J'ai la chance d'avoir peu besoin de sommeil et j'occupe mes heures précieuses à l'écriture et à la lecture, mais Nietzsche l'affirmait, le sommeil et l'oubli sont nécessaires si nous ne voulons pas devenir des êtres rabougris et spécialistes de leurs petits domaines réservés. Des nuits ne suffiraient pas à épuiser la richesse de la littérature allemande du 20e siècle.

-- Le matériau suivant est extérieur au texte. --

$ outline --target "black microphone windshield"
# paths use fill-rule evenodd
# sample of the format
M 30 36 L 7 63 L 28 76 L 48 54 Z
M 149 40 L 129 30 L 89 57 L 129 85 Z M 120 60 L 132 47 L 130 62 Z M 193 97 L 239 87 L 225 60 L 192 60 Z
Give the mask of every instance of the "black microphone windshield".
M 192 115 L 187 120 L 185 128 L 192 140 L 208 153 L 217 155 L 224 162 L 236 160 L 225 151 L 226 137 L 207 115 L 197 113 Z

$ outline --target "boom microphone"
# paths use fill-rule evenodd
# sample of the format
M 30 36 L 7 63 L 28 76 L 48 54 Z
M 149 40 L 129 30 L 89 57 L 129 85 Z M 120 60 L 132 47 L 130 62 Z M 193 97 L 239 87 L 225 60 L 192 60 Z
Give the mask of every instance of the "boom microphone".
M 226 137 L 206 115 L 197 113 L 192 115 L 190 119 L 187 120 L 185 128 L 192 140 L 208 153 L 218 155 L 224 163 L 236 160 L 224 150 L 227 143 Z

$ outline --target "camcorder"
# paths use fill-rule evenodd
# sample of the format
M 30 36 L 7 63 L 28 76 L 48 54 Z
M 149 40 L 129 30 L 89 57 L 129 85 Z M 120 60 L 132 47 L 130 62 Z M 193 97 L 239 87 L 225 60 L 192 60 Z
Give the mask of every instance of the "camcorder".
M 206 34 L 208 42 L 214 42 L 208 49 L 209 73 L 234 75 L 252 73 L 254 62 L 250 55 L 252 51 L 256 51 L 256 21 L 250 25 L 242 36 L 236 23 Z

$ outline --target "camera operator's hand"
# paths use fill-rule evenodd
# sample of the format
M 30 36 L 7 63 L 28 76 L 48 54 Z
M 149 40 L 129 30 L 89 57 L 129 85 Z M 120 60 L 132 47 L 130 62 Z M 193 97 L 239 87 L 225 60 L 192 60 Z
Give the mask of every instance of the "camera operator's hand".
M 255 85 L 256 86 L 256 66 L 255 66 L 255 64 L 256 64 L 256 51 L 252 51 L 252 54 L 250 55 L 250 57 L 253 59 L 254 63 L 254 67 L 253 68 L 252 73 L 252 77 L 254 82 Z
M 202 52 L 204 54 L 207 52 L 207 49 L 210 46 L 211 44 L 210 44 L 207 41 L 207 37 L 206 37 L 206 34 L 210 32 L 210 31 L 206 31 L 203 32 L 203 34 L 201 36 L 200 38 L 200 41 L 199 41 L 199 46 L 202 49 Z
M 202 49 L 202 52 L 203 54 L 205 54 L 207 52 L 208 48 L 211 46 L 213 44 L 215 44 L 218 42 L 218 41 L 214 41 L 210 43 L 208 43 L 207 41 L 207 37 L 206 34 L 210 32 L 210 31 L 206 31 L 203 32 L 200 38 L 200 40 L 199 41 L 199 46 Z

Dernière chose, je pense que la vie devient vite et facilement triviale. On devient quelqu'un en exerçant un travail, on est reconnu socialement mais est ce bien ce que nous désirons devenir? Je me heurte quasiment tous les jours à cette question. Je pense qu'on ne devient un bon éducateur ou pédagogue qu'en recouvrant une forme d'harmonie et de symbiose entre ses connaissances et les moyens dont on dispose pour les partager. Difficile métier d'avenir que le mien, donc, qui me laisse peu de temps pour continuer à lire, ne pas arrêter mes recherches.
Mais savoir que j'ai laissé des traces dans la perception et les acquis d'anciennes personnes est plus que flatteur : cela raye les heures passées aux préparations, discussions, aides diverses et autres tâches administratives. Ainsi va mon but de l'existence, laisser des traces et je crois qu'il serait vain de chercher une autre justification à la vie. Se pose ensuite le problème du genre des traces, comment laisser des traces, c'est à dire créer réellement?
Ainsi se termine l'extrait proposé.